При этом он достал из нагрудного кармашка фирменную винтажную авторучку.
– Видите эти дипломы? Я отбираю только самых способных. Поэтому, – он отвинтил колпачок и вытряхнул стержень, – я усложню вам задачу. Продайте мне эту ручку.
– Это моя любимая часть.
Дальше Язава смогла воочию наблюдать скорость реакции, о которой говорил Бритц. Через три секунды Звейг был примотан широким скотчем к изголовью кресла, причём ленты накрепко залепили ему нос и рот крест-накрест. А Кайнорт крутил в пальцах ручку без стержня:
– У Вас примерно минута, чтобы я успел провести трахеотомию в антисанитарных условиях. Итак, ручка? Или смерть от острой асфиксии?
Звейг краснел под скотчем, выпускал крылья и возил руками и лапами под столешницей в поисках кнопки вызова охраны. Пытался сдирать ленты с носа и рта… Но блестящие от пота ладони не слушались. Язава вжалась в стену с дипломами и закусила свой шарфик, чтобы не закричать. Звейг силился превратиться целиком, но мешали ужас и гипоксия, тогда попробовал встать, но не смог оторваться от кресла и только упал вместе с ним под стол.
Бритц ждал с дружелюбной улыбкой лучшего продавца месяца. Фервольт-анвербеншеф, уже фиолетовый, начал хлестать себя по пиджаку. Наконец оттуда выпал бумажник. Монетки раскатились по полу. Тогда острым концом корпуса ручки Кайнорт пробил Звейгу горло и протолкнул трубку в трахею. Послышался свистящий вдох, наружу брызнула кровь. Звейг со скотчем на лице хватался за кресло и судорожно всасывал ещё спасительного кислорода. Его мало поступало через ручку, но достаточно, чтобы дожить до охраны. Бритц поднял с пола монетку в ползерпии – примерную цену авторучки – и поместил себе в карман.

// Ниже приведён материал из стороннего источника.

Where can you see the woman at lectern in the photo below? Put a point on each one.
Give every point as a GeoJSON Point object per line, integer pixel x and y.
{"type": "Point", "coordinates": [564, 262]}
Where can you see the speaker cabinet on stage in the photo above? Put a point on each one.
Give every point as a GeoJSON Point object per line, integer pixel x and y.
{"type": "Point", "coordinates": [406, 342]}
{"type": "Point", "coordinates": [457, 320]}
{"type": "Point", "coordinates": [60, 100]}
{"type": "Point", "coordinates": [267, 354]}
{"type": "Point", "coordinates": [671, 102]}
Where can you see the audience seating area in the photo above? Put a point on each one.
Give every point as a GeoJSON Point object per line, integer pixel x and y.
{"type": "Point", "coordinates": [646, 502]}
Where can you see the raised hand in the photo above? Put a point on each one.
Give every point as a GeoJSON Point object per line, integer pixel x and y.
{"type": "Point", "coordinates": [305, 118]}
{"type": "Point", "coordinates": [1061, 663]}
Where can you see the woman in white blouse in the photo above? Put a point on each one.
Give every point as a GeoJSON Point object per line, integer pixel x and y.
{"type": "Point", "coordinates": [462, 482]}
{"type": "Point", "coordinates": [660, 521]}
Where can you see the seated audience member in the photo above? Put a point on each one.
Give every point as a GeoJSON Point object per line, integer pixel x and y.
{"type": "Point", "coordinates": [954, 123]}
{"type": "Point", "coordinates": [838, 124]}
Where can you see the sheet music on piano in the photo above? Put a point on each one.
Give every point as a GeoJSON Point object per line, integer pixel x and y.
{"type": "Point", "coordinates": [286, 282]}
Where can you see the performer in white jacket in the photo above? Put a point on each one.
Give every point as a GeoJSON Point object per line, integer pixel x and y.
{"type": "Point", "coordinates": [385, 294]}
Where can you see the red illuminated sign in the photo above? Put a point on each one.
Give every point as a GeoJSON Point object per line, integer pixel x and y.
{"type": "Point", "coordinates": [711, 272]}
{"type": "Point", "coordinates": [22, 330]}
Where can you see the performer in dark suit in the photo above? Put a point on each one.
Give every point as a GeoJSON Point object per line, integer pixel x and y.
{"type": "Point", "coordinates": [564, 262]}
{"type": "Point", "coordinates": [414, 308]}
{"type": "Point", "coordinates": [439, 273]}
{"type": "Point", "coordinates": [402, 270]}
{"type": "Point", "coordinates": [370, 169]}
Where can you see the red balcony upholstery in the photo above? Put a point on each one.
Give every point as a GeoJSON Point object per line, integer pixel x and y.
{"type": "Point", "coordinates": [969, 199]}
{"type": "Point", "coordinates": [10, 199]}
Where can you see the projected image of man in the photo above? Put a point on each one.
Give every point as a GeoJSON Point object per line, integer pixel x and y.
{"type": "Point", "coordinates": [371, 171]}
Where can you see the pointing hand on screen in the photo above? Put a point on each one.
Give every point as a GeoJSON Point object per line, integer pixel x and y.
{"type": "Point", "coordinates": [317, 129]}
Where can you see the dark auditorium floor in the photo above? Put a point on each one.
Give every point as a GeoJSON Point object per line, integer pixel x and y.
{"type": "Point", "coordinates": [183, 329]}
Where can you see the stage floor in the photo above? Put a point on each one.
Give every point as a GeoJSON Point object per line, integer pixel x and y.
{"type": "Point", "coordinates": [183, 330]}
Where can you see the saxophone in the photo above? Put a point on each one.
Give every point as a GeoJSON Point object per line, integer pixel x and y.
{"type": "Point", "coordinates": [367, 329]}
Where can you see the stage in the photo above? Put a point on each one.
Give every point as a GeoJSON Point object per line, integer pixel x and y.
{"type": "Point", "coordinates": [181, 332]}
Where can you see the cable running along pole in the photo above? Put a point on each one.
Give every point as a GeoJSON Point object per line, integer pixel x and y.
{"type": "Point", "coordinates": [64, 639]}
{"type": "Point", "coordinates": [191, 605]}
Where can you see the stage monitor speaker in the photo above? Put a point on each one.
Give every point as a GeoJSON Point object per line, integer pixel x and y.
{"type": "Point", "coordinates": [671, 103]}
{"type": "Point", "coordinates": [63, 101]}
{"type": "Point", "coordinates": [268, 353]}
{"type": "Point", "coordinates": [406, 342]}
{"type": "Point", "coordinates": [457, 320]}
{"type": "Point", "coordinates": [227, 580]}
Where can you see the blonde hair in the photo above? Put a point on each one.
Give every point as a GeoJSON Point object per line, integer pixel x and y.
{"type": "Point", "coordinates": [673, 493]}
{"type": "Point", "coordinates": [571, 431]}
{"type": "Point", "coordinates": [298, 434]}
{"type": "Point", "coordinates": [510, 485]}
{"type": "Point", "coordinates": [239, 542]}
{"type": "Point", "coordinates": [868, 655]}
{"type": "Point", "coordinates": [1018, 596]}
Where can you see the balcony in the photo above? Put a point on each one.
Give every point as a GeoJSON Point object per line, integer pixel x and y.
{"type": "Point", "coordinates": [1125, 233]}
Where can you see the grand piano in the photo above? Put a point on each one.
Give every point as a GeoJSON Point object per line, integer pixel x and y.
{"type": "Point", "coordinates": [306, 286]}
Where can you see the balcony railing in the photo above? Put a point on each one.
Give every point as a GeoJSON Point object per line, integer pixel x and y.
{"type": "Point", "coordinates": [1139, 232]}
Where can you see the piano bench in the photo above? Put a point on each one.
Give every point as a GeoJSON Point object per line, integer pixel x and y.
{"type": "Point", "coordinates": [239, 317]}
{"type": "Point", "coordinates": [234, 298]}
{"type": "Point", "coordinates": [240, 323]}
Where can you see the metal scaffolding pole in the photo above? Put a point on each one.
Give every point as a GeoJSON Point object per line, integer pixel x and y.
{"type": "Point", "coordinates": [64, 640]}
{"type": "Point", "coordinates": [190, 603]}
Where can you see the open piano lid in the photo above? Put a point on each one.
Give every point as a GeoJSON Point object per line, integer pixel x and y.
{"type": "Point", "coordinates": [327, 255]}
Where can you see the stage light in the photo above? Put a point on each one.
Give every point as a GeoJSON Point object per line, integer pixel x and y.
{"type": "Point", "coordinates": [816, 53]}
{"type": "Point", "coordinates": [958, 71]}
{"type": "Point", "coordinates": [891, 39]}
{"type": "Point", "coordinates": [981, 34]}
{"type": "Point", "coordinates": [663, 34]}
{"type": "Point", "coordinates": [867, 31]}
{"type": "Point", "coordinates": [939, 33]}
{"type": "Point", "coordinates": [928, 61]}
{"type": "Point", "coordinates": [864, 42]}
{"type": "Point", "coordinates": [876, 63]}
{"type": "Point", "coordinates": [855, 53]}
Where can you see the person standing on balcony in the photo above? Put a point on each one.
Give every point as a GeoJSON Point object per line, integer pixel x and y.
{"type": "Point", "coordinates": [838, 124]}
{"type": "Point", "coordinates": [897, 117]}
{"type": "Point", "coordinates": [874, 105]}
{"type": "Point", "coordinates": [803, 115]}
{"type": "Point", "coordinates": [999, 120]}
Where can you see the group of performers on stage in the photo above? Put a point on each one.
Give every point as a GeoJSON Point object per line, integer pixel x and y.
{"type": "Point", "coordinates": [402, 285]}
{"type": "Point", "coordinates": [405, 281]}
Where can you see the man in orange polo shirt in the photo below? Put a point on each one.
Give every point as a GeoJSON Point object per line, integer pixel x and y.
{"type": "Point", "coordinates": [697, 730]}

– Вызови охрану, – бросил он Язаве на октавиаре, – а то не получишь засахаренной требухи.
И покинул кабинет.
* * *
По правилам хорошего тона, если ты нашкодил на средних этажах, бежать нужно наверх. Кайнорт лежал навзничь на крыше небоскрёба фирмы Galettensklaven и грелся в косых лучах. Первым делом он вдумчиво перечитал список своих медикаментов: это оказались в основном витамины. Значит, это он сам по себе был такой опасный идиот. Ветер, прорываясь кое-где сквозь силовые бортики, ломал крылья о технические трубы и антенны, солнце утопилось в облаках на уровне двухсотого этажа. На закате тучи напоминали море артериальной крови. Бритц почувствовал, что уже готов, и распечатал конверт с письмом от Ёрля. Бумажным почему-то. Последним и единственным, которое тот передал через Пенелопу два месяца назад.
«Дорогой Кай!
Я умер. Ничего не мог с собою поделать. Болел от горя. А умер от счастья, когда узнал, что эзер-сейм готовится тебя вытащить.
Могу представить, какой бардак сейчас у тебя в голове. Да ещё этот трибунал. Показания мои даже к делу не приложили. Бывший раб! Твой приспешник! Пенелопе и Крусу, кроме слепой верности тебе, предъявить было попросту нечего. Пусть будут судьи все прокляты.
Почему, ты думаешь, я пишу на бумаге, словно дикий ксит? Чтобы не перехватили в сейме. Там же с ума посходили с отловом пособников Прайда. На обороте письма – банковский чек-ключ на предъявителя. Предъявлять роботу. Я всё сделал в обход людей, нет им теперь веры. В ячейке два миллиона зерпий гексагональными кристаллами, они нынче самая твёрдая валюта. Так меня щедро наградили за доставку Тритеофрена в гущу боя. Только ведь это всё ты. А мне ничего не надо от них.
Живи уж, пожалуйста, долго теперь. Урьюи поразила даже меня, а мы-то с тобой навидались всяких планет. Но я пойму, если ты не захочешь здесь оставаться.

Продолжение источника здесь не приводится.